I have been struggling to control my anxiety and stress in this trying season of my life. I have found myself as the sole earner in our household, helper my husband, and mothering a nearly two-year old. All while trying to learn a new job and build a support system in a new state. I am exhausted.
As a planner, I try to see the potential outcomes from multiple angles. I regularly have multiple contingency plans running in my head for any number of scenarios. However, in my current circumstance, I have very little control over what is coming down the pipeline. Will my husband’s disability claim be awarded? Will my new job renew my contract after my first year? Who is going to be elected President in November? How badly will my parents be affected by the next hurricane to roll through Florida? Is my daughter hitting her milestones? On and on and on with the attempt to foresee any possible challenge ahead and dwell, and research, and plan.
Stoicism teaches us to let go of the uncontrollable and only focus on what we can do. This has perhaps the most difficult portion of stoicism to implement for me as I try to plan, plan, plan. But the reality is you cannot see everything coming. While it is worthwhile to be aware and prepared, my over anxious brain is crippling me with all the what ifs. So I am trying so hard now to just let it go if I don’t know the outcome. And to do that I can focus on what is in my control.

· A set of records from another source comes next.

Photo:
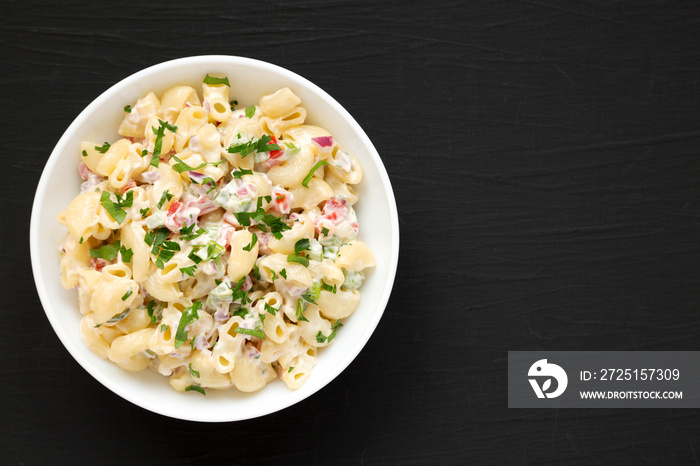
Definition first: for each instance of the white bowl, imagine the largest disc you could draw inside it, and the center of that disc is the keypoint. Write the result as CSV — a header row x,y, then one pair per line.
x,y
250,79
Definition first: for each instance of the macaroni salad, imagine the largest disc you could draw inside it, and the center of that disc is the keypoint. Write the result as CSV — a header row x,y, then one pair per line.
x,y
214,245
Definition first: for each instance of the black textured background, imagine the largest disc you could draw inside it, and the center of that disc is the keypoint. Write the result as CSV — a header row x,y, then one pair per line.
x,y
544,157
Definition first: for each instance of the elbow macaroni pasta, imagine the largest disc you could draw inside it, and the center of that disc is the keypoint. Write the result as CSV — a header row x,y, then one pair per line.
x,y
211,244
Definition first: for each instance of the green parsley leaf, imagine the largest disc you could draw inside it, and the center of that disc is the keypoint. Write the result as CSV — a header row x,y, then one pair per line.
x,y
251,332
108,252
301,245
327,287
264,144
181,166
127,254
334,328
271,309
298,259
237,174
164,198
195,257
195,388
188,270
163,250
250,111
321,338
320,163
212,80
254,240
301,308
128,293
103,148
188,315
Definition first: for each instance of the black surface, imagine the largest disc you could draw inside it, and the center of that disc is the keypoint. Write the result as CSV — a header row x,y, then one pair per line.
x,y
544,157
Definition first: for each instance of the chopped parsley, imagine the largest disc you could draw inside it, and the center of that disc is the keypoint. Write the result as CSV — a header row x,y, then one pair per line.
x,y
250,111
212,80
194,256
321,338
164,198
116,209
195,388
188,316
186,232
251,332
237,174
108,252
128,293
188,270
264,144
103,148
116,318
301,308
319,164
333,289
271,309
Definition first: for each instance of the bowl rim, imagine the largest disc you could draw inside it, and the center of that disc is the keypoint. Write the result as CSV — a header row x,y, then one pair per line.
x,y
52,161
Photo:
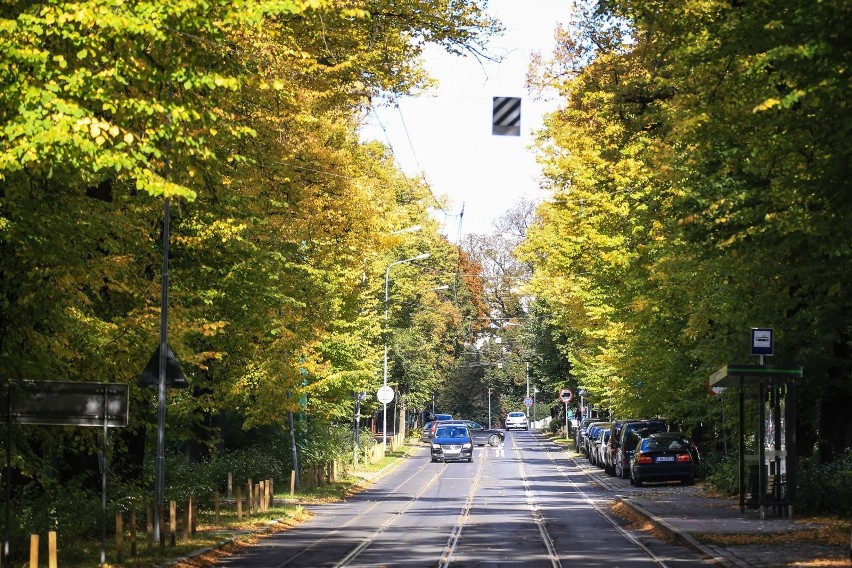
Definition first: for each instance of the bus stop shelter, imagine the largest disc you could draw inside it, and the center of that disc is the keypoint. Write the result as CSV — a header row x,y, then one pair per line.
x,y
770,484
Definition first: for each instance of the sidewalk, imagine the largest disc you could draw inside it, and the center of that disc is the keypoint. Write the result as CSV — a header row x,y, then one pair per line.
x,y
715,527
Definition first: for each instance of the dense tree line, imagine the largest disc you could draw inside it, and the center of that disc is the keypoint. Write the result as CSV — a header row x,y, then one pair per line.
x,y
245,117
699,170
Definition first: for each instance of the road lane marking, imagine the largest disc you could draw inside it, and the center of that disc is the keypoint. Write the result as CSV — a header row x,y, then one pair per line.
x,y
455,534
564,472
536,512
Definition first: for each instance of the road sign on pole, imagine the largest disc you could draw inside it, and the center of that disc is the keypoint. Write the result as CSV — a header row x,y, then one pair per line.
x,y
385,394
761,341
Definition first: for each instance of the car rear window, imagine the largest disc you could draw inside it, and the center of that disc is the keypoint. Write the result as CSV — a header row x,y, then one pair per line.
x,y
664,444
635,430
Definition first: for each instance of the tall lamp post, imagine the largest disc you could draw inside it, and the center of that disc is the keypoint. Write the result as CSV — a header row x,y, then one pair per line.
x,y
423,256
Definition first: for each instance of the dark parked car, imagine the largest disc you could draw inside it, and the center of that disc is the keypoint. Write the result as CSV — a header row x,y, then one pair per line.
x,y
613,443
452,442
630,434
665,456
478,433
590,438
578,438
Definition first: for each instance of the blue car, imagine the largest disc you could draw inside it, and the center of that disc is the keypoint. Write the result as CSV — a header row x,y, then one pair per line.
x,y
452,442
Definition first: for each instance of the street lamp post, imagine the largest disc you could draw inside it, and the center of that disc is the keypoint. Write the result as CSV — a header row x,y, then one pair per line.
x,y
423,256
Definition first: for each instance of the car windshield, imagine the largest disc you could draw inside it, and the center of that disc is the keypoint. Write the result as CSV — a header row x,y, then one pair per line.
x,y
451,432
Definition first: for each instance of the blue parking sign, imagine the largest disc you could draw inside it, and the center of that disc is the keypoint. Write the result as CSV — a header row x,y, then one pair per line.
x,y
761,341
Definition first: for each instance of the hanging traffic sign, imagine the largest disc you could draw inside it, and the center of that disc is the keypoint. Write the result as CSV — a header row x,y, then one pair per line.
x,y
385,394
506,116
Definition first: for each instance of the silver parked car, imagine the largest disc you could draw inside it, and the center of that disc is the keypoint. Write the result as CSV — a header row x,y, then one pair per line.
x,y
517,421
601,447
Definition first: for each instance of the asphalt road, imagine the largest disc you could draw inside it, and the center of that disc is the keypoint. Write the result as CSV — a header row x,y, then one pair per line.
x,y
521,504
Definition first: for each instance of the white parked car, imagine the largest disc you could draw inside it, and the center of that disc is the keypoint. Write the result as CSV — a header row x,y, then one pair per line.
x,y
517,421
602,447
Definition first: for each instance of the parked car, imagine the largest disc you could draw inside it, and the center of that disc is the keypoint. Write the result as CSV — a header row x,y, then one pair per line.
x,y
664,456
478,433
517,421
452,442
630,434
601,446
612,445
581,430
590,438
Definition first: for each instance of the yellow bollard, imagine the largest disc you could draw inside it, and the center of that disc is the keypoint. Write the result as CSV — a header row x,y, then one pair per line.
x,y
51,550
33,551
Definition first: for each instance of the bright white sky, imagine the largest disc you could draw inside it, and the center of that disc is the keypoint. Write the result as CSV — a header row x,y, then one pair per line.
x,y
446,135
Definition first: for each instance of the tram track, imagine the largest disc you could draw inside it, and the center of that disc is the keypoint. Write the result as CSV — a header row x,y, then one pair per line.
x,y
563,471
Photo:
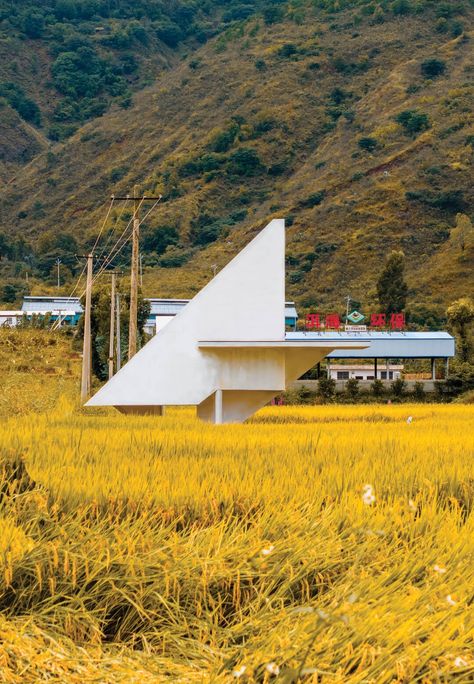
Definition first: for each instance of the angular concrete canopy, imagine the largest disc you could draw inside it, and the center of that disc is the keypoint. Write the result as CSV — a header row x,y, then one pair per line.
x,y
225,352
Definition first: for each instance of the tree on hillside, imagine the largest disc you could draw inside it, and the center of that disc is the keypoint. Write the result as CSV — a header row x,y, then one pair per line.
x,y
392,289
460,316
100,324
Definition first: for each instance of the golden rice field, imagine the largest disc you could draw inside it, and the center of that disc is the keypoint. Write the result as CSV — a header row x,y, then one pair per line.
x,y
167,550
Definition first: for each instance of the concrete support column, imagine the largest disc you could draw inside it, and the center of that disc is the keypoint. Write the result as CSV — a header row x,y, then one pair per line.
x,y
218,407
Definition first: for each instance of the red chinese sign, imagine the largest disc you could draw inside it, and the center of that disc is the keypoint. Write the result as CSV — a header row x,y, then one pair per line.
x,y
316,321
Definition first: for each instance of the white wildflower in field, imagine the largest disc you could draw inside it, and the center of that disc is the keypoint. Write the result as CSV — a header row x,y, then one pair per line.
x,y
439,569
238,673
460,662
273,669
267,551
368,496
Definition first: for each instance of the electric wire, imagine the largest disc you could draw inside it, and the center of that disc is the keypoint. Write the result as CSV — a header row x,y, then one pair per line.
x,y
104,223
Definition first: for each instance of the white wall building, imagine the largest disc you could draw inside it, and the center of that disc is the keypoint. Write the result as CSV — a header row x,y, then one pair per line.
x,y
364,372
225,351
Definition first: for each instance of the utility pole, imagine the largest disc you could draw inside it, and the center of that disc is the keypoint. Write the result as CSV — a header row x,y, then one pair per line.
x,y
118,342
58,262
348,304
112,323
87,349
132,330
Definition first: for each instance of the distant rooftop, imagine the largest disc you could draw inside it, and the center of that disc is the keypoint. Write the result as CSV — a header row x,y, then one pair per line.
x,y
386,344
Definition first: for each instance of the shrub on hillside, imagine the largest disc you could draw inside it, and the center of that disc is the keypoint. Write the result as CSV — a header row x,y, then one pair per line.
x,y
245,162
412,121
431,68
273,13
367,144
313,200
16,98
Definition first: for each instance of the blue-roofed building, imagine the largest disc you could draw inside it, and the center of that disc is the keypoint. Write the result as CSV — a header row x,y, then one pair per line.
x,y
388,346
67,309
163,310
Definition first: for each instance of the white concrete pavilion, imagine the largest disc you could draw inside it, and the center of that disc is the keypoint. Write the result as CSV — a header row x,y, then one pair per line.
x,y
211,355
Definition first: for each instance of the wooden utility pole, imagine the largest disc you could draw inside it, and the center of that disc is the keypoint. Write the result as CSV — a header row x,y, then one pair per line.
x,y
112,323
133,324
117,338
87,347
132,330
58,263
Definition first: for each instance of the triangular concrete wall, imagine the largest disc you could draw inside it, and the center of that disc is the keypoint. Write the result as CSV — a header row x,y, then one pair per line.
x,y
244,301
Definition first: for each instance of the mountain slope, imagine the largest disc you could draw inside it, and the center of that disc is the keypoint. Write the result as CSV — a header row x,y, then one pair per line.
x,y
356,129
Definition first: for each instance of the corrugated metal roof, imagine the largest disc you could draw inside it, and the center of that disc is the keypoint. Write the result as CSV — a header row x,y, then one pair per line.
x,y
158,307
390,345
48,304
166,307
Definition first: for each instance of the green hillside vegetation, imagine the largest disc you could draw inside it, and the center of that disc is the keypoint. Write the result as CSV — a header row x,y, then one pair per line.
x,y
351,119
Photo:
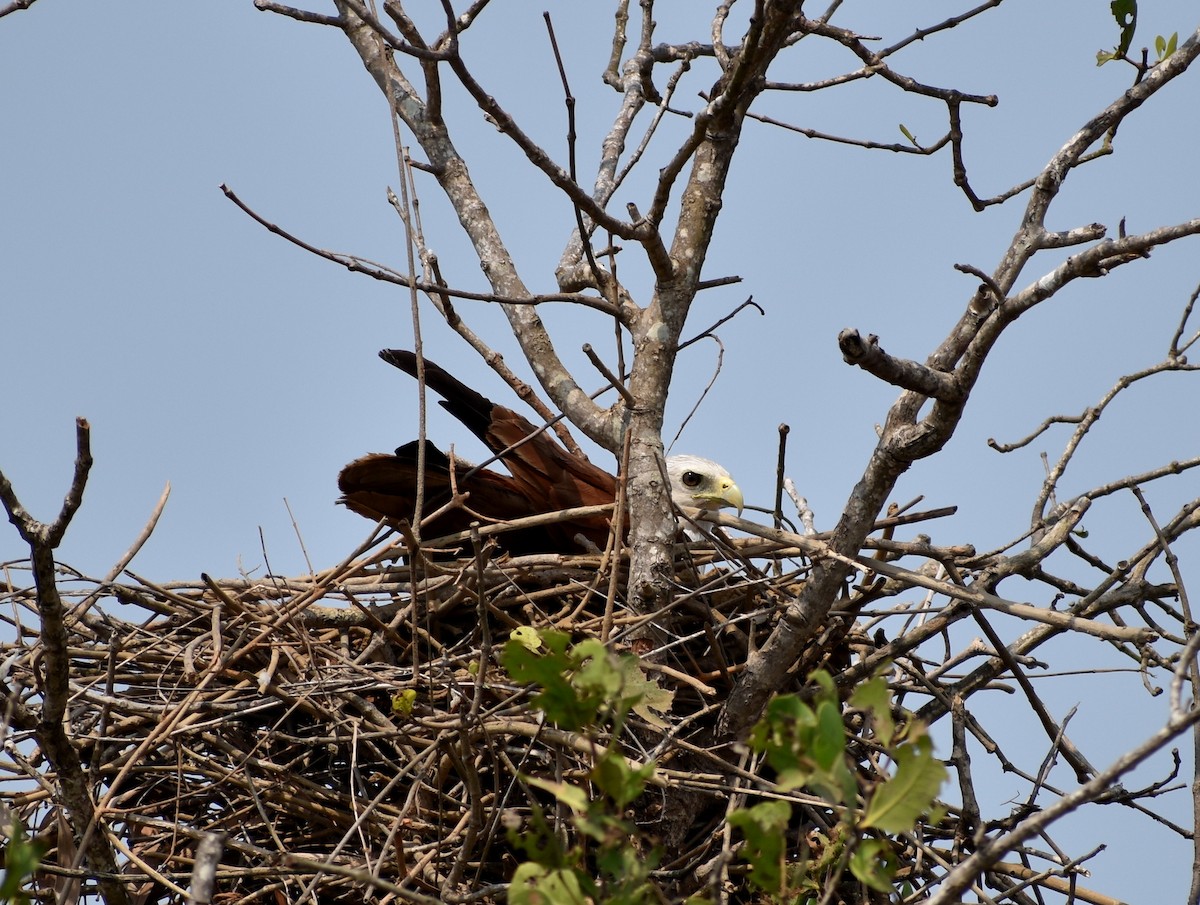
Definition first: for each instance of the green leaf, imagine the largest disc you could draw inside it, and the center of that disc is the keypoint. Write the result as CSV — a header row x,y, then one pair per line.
x,y
1126,15
647,697
870,868
621,781
534,885
765,827
402,702
571,796
527,636
898,803
829,741
874,696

I control how productive of an employee I am and continue to build my skill sets as a librarian and faculty member.
I control how I engage with my child and make sure she is emotionally nurtured.
I control how I advocate for my husband, and all I can do is my very best and then let it be.
Everything else, it will happen as it happens. I just need to be content and satisfied with my own actions. So, I will stop and think as circumstances come to me. I will not try to foresee every possibility and twenty steps ahead.